Last year I already wrote a post on posture self-evaluation. Those who tried it then know that it is relatively easy. All you need is a full-size mirror and 15-20 minutes of spare time.
You do it barefoot and with minimum clothing.
Mirror test for easy posture self-evaluation
- Stand barefoot in front of the mirror.
- Close your eyes and walk in place for a few seconds.
- Then stop, breathe, and relax.
- Stay with your eyes closed in what feels to be a comfortable position.
- Try not to pose.
Without opening your eyes, focus on your feet:
- Is your weight evenly balanced between the left and right feet?
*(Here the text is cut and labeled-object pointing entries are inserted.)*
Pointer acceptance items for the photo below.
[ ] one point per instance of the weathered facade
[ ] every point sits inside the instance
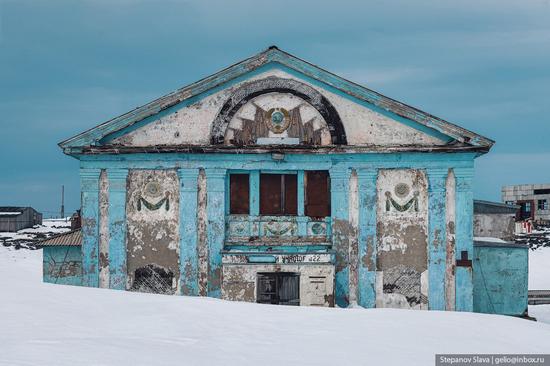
(533, 199)
(275, 181)
(16, 218)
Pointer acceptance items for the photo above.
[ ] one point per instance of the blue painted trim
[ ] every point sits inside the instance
(117, 228)
(215, 183)
(89, 184)
(271, 58)
(254, 190)
(339, 185)
(367, 237)
(292, 162)
(437, 237)
(189, 266)
(464, 237)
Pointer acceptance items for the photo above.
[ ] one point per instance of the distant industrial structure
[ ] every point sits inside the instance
(533, 199)
(495, 220)
(16, 218)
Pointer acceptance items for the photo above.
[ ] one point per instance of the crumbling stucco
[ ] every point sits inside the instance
(402, 259)
(152, 211)
(103, 230)
(316, 282)
(191, 125)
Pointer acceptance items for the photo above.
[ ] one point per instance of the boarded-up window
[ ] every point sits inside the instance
(239, 191)
(278, 194)
(279, 288)
(317, 189)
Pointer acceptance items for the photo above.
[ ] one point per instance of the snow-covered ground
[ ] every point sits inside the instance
(26, 238)
(43, 324)
(539, 269)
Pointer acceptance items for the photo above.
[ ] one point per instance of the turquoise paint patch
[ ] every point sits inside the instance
(500, 279)
(62, 265)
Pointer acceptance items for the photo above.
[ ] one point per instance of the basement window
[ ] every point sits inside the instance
(280, 288)
(239, 188)
(317, 193)
(278, 194)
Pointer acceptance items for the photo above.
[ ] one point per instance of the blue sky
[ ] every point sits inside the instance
(66, 66)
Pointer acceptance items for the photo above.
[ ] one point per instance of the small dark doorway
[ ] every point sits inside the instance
(281, 288)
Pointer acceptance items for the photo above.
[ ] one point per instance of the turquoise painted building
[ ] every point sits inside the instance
(275, 181)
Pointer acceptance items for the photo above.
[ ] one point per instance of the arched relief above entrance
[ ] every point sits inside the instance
(277, 118)
(278, 110)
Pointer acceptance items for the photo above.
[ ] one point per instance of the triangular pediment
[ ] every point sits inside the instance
(275, 98)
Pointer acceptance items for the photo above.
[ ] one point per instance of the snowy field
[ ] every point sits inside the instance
(27, 237)
(43, 324)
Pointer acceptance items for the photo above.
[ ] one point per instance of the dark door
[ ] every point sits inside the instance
(281, 288)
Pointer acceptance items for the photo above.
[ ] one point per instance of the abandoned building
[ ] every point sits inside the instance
(13, 219)
(275, 181)
(534, 200)
(495, 220)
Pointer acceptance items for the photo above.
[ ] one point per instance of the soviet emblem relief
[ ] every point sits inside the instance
(401, 190)
(278, 120)
(152, 191)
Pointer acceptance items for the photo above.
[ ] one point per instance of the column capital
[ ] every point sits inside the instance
(188, 179)
(117, 179)
(216, 173)
(117, 174)
(437, 179)
(89, 179)
(188, 172)
(464, 179)
(367, 173)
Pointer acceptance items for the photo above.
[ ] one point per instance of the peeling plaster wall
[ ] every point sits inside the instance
(316, 282)
(103, 230)
(353, 240)
(495, 226)
(402, 259)
(191, 125)
(153, 234)
(201, 229)
(62, 265)
(451, 228)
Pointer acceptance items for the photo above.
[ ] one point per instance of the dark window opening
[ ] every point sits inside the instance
(317, 193)
(281, 288)
(278, 194)
(153, 279)
(239, 191)
(526, 210)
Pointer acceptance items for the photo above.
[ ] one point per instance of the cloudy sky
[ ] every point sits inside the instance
(66, 66)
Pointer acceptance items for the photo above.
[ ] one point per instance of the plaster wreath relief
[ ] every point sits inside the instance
(401, 190)
(153, 190)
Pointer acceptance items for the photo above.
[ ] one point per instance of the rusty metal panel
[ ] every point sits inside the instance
(239, 194)
(317, 189)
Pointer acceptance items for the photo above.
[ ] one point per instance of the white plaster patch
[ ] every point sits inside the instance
(191, 125)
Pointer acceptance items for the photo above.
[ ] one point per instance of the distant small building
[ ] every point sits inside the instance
(62, 258)
(494, 219)
(16, 218)
(534, 200)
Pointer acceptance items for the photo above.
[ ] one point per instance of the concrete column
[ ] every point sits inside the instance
(464, 237)
(89, 185)
(215, 185)
(437, 237)
(189, 267)
(367, 237)
(117, 228)
(339, 180)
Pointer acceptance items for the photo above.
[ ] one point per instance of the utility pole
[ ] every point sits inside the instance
(62, 201)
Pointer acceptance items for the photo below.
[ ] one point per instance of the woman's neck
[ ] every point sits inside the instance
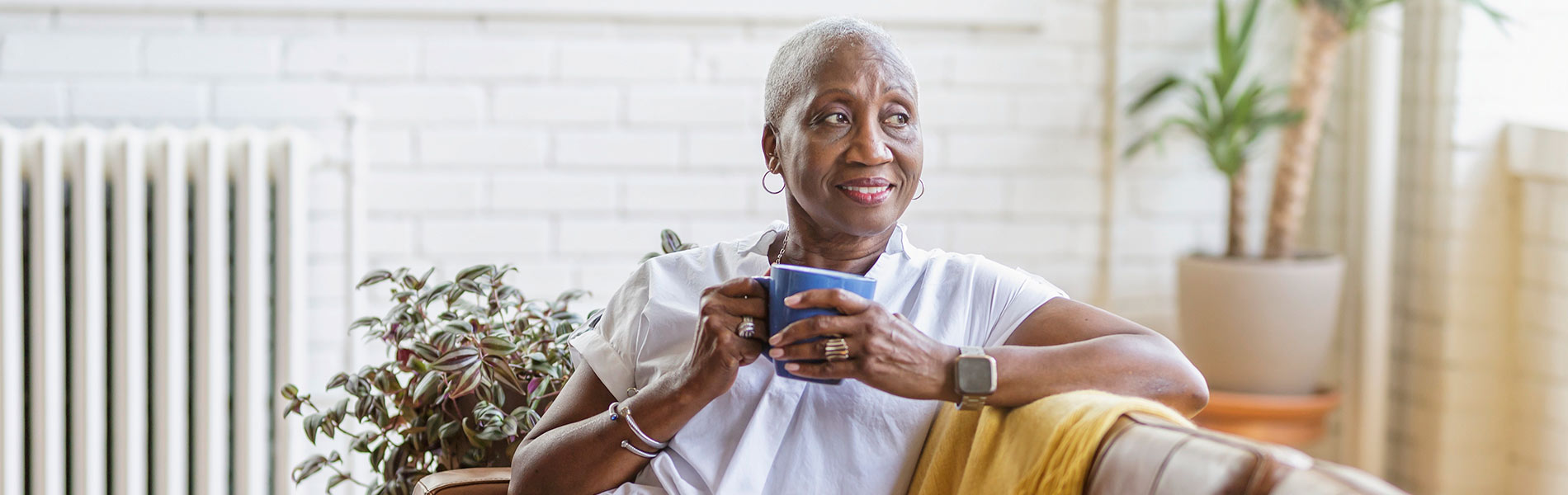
(838, 252)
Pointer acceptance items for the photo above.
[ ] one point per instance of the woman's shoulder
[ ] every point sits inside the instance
(974, 266)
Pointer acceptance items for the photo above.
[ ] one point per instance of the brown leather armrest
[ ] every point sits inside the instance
(470, 481)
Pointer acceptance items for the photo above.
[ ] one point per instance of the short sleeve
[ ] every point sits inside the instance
(611, 346)
(1017, 295)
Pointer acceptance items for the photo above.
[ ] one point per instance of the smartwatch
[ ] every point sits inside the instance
(975, 378)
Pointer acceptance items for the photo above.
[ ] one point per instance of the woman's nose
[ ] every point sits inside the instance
(869, 148)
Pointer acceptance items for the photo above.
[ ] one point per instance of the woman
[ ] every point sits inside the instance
(844, 132)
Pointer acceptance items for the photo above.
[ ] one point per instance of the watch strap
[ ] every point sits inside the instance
(971, 402)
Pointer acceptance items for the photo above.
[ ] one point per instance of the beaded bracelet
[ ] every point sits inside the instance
(621, 411)
(639, 451)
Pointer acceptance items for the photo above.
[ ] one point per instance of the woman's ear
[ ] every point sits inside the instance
(770, 144)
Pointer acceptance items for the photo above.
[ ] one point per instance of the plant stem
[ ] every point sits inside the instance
(1317, 49)
(1236, 229)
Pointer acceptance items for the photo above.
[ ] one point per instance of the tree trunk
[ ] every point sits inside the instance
(1317, 49)
(1236, 232)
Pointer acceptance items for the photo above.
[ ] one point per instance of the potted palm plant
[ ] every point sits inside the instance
(1264, 324)
(1250, 324)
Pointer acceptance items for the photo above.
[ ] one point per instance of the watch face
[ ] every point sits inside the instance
(975, 376)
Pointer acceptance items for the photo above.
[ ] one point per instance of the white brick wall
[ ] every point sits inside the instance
(566, 144)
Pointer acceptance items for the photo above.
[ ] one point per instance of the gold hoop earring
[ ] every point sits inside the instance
(766, 182)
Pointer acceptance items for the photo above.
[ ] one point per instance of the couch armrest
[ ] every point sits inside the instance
(470, 481)
(1146, 455)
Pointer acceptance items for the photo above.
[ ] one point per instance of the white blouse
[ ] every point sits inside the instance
(782, 436)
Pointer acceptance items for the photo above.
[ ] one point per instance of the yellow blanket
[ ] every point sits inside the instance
(1045, 447)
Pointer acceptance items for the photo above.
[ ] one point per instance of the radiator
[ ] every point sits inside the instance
(146, 280)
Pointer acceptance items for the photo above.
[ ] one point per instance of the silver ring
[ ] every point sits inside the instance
(836, 350)
(747, 328)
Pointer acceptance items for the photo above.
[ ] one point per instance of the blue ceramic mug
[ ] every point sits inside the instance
(791, 279)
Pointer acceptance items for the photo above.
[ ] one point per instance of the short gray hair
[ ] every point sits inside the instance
(800, 55)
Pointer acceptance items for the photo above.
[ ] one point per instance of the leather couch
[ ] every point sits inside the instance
(1141, 455)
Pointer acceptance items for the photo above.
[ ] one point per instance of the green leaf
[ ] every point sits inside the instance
(336, 479)
(423, 351)
(498, 346)
(313, 423)
(308, 467)
(374, 278)
(432, 294)
(468, 381)
(357, 386)
(338, 381)
(668, 240)
(474, 271)
(364, 322)
(456, 359)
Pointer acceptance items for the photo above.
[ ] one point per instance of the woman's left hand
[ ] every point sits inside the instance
(886, 351)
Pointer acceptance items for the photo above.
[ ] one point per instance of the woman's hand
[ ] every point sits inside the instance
(886, 351)
(720, 351)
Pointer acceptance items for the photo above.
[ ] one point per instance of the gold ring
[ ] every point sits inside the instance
(836, 350)
(747, 328)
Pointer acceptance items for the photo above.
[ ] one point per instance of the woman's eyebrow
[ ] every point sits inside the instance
(824, 92)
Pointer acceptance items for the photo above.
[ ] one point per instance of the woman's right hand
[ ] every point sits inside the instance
(719, 350)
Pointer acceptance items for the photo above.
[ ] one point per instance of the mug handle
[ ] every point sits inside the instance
(767, 289)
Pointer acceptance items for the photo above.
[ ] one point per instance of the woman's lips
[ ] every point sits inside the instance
(867, 195)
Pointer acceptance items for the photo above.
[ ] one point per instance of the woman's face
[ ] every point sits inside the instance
(848, 146)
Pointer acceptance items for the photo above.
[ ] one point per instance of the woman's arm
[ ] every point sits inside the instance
(1062, 346)
(1081, 346)
(576, 448)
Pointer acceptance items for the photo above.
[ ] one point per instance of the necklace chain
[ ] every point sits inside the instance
(782, 248)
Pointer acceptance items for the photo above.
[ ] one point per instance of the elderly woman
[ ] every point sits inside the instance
(670, 397)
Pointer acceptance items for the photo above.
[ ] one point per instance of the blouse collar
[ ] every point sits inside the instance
(761, 242)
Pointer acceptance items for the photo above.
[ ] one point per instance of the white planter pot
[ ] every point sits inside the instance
(1259, 326)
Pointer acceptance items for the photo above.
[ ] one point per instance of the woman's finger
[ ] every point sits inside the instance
(742, 287)
(815, 350)
(749, 350)
(830, 298)
(830, 369)
(736, 306)
(815, 326)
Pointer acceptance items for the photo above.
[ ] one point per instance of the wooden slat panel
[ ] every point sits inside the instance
(88, 314)
(253, 381)
(129, 323)
(47, 315)
(210, 329)
(13, 416)
(170, 326)
(289, 287)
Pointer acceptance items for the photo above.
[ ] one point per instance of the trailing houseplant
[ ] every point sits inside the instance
(474, 367)
(475, 364)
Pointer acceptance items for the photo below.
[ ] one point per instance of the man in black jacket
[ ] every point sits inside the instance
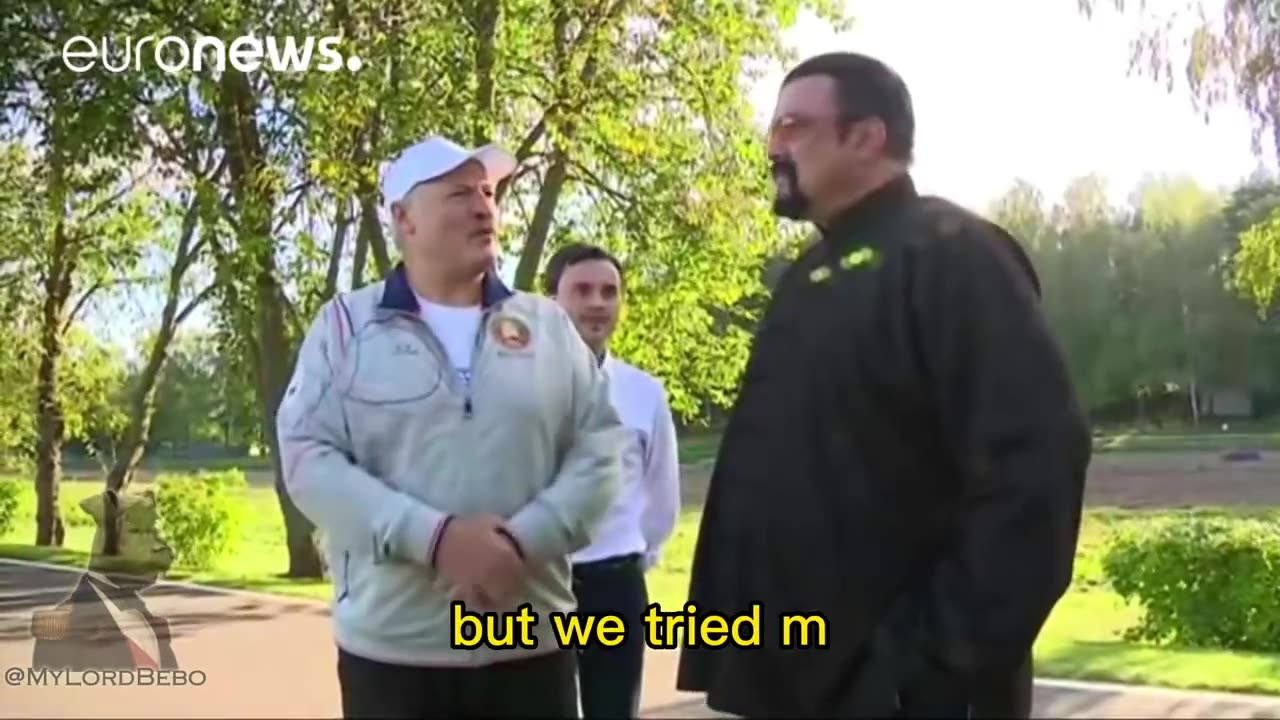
(905, 456)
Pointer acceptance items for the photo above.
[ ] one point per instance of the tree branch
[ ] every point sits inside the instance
(195, 302)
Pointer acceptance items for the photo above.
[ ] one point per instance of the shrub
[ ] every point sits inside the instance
(1201, 582)
(200, 515)
(10, 496)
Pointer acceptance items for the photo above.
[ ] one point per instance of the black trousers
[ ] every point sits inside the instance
(534, 687)
(609, 677)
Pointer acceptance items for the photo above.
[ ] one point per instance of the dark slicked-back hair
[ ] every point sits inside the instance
(867, 89)
(572, 254)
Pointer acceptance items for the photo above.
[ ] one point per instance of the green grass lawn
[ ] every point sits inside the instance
(1082, 638)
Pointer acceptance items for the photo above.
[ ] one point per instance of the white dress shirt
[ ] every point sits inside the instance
(645, 511)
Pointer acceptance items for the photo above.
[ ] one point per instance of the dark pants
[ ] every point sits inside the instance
(534, 687)
(609, 677)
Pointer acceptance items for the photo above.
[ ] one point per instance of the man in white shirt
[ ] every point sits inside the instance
(455, 441)
(608, 575)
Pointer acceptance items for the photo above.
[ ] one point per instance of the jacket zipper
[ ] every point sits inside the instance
(475, 359)
(442, 356)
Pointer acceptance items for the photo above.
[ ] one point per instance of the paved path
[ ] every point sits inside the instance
(266, 656)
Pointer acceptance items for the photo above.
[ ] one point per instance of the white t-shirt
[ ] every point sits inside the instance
(456, 329)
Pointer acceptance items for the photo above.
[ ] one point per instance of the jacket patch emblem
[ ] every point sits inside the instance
(860, 256)
(511, 332)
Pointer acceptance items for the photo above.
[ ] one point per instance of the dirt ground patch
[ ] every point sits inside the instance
(1137, 481)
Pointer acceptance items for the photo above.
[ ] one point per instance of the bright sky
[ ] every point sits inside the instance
(1032, 89)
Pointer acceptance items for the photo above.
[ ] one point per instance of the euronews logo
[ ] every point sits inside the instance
(174, 54)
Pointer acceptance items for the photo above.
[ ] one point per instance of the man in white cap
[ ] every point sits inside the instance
(455, 441)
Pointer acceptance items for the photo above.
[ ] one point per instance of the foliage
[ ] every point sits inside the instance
(1230, 57)
(201, 514)
(1201, 582)
(10, 495)
(1138, 295)
(1257, 261)
(202, 399)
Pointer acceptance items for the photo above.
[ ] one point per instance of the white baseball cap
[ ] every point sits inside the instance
(437, 156)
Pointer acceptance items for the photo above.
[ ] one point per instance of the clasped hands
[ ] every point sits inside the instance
(480, 564)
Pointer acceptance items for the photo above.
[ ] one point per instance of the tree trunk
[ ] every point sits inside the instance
(485, 24)
(371, 232)
(274, 358)
(336, 247)
(360, 259)
(540, 227)
(50, 425)
(274, 365)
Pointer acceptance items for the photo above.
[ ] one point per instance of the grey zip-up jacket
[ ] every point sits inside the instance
(382, 441)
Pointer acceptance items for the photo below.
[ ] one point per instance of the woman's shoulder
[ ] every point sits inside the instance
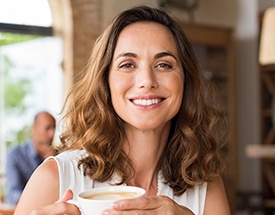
(71, 155)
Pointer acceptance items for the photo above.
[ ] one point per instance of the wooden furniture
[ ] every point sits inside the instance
(214, 48)
(267, 84)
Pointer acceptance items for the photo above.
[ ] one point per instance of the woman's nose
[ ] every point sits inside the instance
(146, 78)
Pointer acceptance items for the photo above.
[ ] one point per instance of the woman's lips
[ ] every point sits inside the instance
(147, 102)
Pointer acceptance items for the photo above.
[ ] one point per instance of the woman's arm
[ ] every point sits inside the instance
(42, 188)
(216, 202)
(41, 193)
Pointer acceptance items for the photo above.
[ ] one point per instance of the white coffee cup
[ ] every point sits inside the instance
(96, 200)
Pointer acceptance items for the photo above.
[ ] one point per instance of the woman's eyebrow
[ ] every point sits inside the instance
(163, 54)
(127, 54)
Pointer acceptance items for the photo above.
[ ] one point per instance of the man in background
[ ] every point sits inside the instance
(22, 160)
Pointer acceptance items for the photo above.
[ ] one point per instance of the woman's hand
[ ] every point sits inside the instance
(60, 207)
(148, 205)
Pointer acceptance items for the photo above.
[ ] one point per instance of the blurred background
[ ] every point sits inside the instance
(45, 43)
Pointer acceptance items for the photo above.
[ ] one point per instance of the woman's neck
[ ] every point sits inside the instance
(145, 149)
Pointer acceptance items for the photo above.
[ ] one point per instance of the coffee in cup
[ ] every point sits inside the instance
(96, 200)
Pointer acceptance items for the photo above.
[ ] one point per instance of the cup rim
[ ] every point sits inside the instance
(140, 192)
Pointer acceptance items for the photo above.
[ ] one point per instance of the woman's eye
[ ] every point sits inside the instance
(164, 65)
(126, 65)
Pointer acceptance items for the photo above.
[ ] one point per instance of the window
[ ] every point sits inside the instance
(33, 61)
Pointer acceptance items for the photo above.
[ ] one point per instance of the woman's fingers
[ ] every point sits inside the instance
(143, 203)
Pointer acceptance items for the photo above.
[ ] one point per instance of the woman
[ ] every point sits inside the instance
(139, 117)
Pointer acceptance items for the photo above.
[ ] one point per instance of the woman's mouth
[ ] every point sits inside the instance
(146, 102)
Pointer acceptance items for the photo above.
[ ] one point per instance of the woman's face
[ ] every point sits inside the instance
(146, 77)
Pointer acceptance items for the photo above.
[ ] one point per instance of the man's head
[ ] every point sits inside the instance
(43, 130)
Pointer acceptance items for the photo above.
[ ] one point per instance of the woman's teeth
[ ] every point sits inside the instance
(146, 102)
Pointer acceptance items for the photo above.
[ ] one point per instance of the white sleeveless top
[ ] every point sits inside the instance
(70, 177)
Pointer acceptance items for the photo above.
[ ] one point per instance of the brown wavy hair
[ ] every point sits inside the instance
(192, 154)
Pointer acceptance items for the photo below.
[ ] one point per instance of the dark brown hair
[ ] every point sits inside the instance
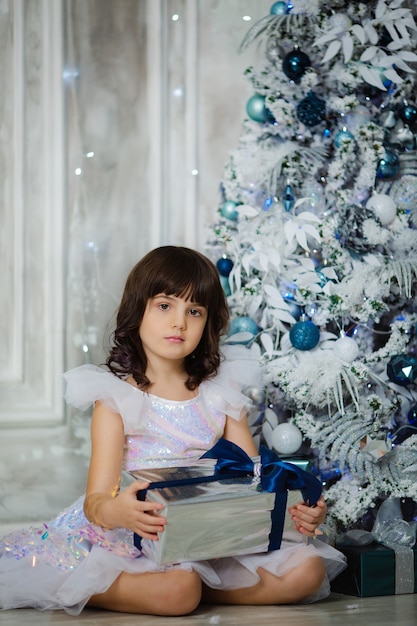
(174, 271)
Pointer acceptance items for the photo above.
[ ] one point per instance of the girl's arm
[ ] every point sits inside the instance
(306, 519)
(237, 431)
(104, 505)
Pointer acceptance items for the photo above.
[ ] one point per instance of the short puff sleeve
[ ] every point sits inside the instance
(239, 370)
(87, 384)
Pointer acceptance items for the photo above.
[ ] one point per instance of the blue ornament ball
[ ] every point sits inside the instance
(311, 110)
(304, 335)
(294, 65)
(408, 114)
(402, 369)
(412, 416)
(229, 211)
(243, 324)
(389, 165)
(279, 8)
(225, 285)
(224, 266)
(257, 110)
(343, 136)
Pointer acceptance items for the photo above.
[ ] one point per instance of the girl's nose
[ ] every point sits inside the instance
(179, 322)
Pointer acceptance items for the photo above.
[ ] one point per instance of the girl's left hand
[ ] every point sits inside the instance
(306, 518)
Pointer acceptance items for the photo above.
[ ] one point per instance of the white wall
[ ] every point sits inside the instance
(153, 98)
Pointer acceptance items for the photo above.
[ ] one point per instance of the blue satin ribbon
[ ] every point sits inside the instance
(276, 476)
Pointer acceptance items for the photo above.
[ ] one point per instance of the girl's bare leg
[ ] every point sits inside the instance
(153, 593)
(294, 586)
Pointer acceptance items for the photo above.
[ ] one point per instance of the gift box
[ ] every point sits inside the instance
(207, 519)
(235, 506)
(373, 570)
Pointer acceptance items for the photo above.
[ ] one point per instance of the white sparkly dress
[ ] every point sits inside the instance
(61, 564)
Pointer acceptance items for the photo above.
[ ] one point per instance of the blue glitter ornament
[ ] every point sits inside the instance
(311, 110)
(389, 165)
(243, 324)
(224, 266)
(402, 369)
(228, 210)
(408, 114)
(257, 111)
(288, 198)
(343, 136)
(279, 8)
(304, 335)
(294, 65)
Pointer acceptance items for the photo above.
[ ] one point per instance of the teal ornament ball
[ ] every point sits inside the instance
(343, 136)
(257, 110)
(389, 165)
(304, 335)
(279, 8)
(311, 110)
(402, 369)
(243, 324)
(224, 266)
(294, 65)
(229, 211)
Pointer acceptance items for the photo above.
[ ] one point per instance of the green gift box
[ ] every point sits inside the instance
(371, 571)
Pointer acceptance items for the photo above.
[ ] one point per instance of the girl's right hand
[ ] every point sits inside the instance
(140, 516)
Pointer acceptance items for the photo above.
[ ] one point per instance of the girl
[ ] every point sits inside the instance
(168, 397)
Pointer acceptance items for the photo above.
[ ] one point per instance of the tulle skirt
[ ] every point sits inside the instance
(63, 563)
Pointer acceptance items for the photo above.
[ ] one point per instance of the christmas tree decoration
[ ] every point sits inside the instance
(229, 211)
(224, 281)
(224, 266)
(389, 165)
(286, 438)
(279, 8)
(402, 369)
(257, 110)
(343, 136)
(295, 64)
(346, 349)
(408, 114)
(288, 198)
(243, 324)
(383, 206)
(304, 335)
(311, 110)
(327, 272)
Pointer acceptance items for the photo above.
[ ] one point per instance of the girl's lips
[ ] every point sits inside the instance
(175, 339)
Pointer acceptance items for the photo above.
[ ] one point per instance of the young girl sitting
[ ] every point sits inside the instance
(168, 397)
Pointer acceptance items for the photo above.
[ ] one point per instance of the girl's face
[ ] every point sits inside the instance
(171, 327)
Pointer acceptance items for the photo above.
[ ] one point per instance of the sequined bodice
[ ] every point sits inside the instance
(172, 432)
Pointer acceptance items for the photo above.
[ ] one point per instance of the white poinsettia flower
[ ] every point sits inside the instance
(300, 227)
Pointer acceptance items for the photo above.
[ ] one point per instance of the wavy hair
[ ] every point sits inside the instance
(174, 271)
- Are you leaning more on your heels or the balls of your feet?
- Is it more on the inside or outside edge?
If perfectly aligned, the weight distribution is equal between left and right foot, the front and the back, inside and outside of each foot.
Now open your eyes and look into the mirror.
How are your feet positioned?
- Are they pointing straight forward (a correct position), or
- Turned somewhat outward or inward?
Look down on your feet and notice if one foot is slightly ahead of the other.
- If yes, most likely one of your hips is rotated forward as well.
- Have you been told that your feet are pronated or supinated?
Look at your knees:
- Are they coming together (knock-knees) or do you have bowlegs?
- Are they permanently flexed or hyperextended?
Can you see if your hips are on the same level?
Is one hip is closer to the mirror than another (hip rotation)?
This one might be difficult to spot but you can use a line of your pants to see if it’s horizontal or ask a friend to look at you.
Look at your shoulders:
- Is one shoulder is higher than another?
- Is one shoulder closer to the mirror than another (torso is rotated forward on one side)?
Rotations are the hardest to self-evaluate. Use the following technic to check for shoulders and hips rotation:
Shoulders – look down on your hands:
Check if one is slightly ahead of another in frontal plane by touching the hips with your hands and see if they touch them at the same spots on the left and right sides.
If one hand is a little bit ahead of the other one, than your body is most likely rotated forward on that side.
Hips – you can get a sense if the hips are rotated by paying attention to the feet position.
Did you notice that when you stand one foot is always slightly ahead of another?
That usually means that that the hip on that side is rotated forward.
You can be rotated only in shoulders or hips. Upper and lower body may be rotated on the same or opposite sides.
Check your hands position:
Does one hand appear to hang lower than another? Often it goes together with one of the shoulders being higher or lower.
Can you see the whole back of your hands showing in the mirror?
Is there a difference between two hands, for example, you can see only a thumb and index finger of one hand, but all fingers and knuckles of the other hand?
Pelvis position: Anterior or Posterior?
This is the hardest part in posture self-evaluation.
The best way to figure it out is to ask a friend or a relative to help you.
You need to draw an imaginary line between your ASIS (on the front) and PSIS points (on the back) of your body.
The anterior superior iliac spine (ASIS) is a section of the ilium bone, the large wing-shaped bone of the pelvis. Easy to feel just beneath the abdomen on the front of the hip, the ASIS is the forward-most point of the hipbone.
To find the PSIS (posterior superior illiac spine), you’re going to start with your hands on your hip bones (illiac crest) so that your thumb is pointing towards your back and your fingers are pointing forwards towards your stomach. As you reach behind with your thumbs, you’re looking for two small bumps on either side of your spine. If you don’t have an extra meat there, you can see them. They are the two “dimples” at the small of your back.
To make it easier, use two colorful paper stickers to attach to the ASIS and PSIS points.
Stand sideways to the mirror or towards your companion and see if the line from PSIS to ASIS goes down or up.
The proper pelvic position is neutral (straight line between ASIS and PSIS) or slightly anterior – no more than 7 degrees.
Your posture self-evaluation is done. You can now identify what posture condition you have to select appropriate posture exercises from the Pete Egoscue book The Egoscue Method of Health Through Motion.
Be Upright. Be Happy. Live Pain Free.